In our work as radiologists we live this issue of problem misappropriation every day. We understand there is a world of difference between the simple question ‘what’s on this scan’ and the much more challenging ‘which of the multiple findings on this scan is relevant to my patient in the context of their clinical presentation and what does this mean for their care’. Thats why we call ourselves Clinical Radiologists, why we have MDT meetings. Again, what seems like a simple problem may be, in fact, hugely complex. To suggest (as some have) that certain professions will be rendered obsolete by AI is to utterly misunderstand those professions, and the nature of the problems their human practitioners apply themselves to.

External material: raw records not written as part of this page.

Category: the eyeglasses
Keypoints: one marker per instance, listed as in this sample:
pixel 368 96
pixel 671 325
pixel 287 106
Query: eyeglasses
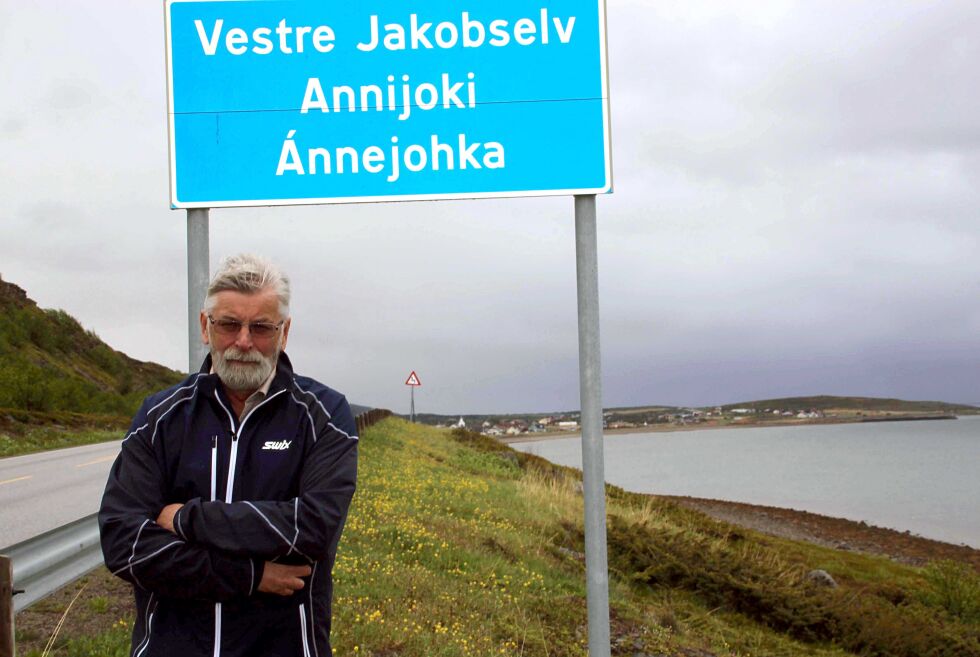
pixel 231 327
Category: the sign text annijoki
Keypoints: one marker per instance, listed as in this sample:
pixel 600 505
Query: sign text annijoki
pixel 305 101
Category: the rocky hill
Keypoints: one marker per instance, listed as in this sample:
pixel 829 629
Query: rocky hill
pixel 50 364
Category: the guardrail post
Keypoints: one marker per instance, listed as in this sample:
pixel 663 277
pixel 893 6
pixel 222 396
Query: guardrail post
pixel 6 607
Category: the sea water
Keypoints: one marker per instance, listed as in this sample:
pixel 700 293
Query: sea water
pixel 921 476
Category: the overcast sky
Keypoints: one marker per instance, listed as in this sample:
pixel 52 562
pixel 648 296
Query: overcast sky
pixel 796 212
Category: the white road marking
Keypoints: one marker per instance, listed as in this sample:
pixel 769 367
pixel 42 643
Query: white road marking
pixel 101 460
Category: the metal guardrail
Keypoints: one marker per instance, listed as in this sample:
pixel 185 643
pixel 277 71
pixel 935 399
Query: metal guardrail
pixel 45 563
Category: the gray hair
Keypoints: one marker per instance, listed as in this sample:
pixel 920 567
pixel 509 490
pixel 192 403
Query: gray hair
pixel 249 274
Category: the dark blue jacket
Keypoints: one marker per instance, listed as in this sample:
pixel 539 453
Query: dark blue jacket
pixel 274 487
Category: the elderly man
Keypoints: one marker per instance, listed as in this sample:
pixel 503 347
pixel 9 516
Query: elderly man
pixel 226 503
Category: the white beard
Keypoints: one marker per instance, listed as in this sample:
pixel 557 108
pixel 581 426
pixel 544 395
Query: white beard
pixel 230 368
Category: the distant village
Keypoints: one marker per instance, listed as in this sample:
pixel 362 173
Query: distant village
pixel 515 426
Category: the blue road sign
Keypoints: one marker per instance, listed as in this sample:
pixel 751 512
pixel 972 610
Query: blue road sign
pixel 289 102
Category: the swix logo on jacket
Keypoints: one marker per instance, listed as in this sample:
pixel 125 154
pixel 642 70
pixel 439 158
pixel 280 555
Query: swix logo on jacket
pixel 274 486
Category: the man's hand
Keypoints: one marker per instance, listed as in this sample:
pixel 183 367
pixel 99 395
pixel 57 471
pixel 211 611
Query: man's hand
pixel 166 517
pixel 281 579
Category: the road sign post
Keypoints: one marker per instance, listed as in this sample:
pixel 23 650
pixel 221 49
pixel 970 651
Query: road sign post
pixel 198 275
pixel 413 382
pixel 590 386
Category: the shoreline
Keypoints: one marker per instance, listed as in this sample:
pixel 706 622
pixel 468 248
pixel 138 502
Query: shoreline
pixel 670 428
pixel 837 533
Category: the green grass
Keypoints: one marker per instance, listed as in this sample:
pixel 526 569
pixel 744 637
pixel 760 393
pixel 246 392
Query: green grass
pixel 457 546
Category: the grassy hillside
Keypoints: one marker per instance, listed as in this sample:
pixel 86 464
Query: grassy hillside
pixel 49 365
pixel 458 546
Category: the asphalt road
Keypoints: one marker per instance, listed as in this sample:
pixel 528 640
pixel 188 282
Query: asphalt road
pixel 42 491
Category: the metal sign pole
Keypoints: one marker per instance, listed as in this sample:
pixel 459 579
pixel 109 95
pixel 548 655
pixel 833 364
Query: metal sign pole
pixel 590 387
pixel 198 276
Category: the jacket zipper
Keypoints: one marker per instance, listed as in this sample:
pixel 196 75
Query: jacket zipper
pixel 302 628
pixel 229 486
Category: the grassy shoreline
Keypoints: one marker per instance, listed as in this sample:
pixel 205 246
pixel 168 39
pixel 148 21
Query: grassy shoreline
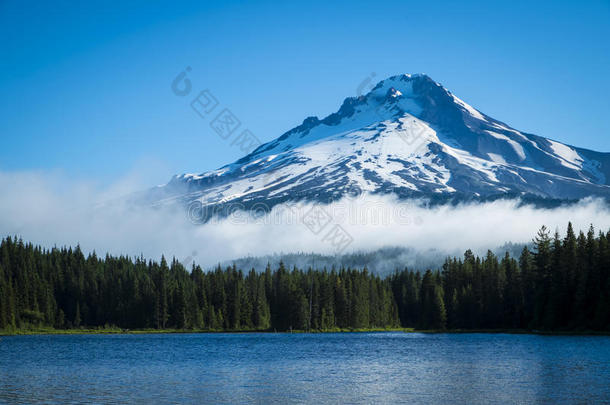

Why do we struggle to separate AI reality from hubristic overreach? Partly this is due to inevitable marketing and investor hype, but I also think the influence of literature and popular culture is has an important role. Manufactured sentient agents are a common fictional device: from Frankenstein’s Monster via Hal 9000 to the Cyberdyne T800 or Ash of modern Science Fiction. But we speak about actual AI using the same language as we do these fictional characters (and they are characters – that’s the point), imbuing it with anthropomorphic talents and motivations that are far divorced from today’s reality. We describe it as learning, as knowing, but we have no idea what this means. We are beguiled by its ability to mimic our language but don’t question the underlying thought. In short, we think of AI systems more like people than like a tool limited in purpose and role. To steal a quote, we forget that these systems know everything about what they know, and nothing about anything else (there it is again: ‘know’?). Because we can solve complex problems, we think AI can, and in the same way.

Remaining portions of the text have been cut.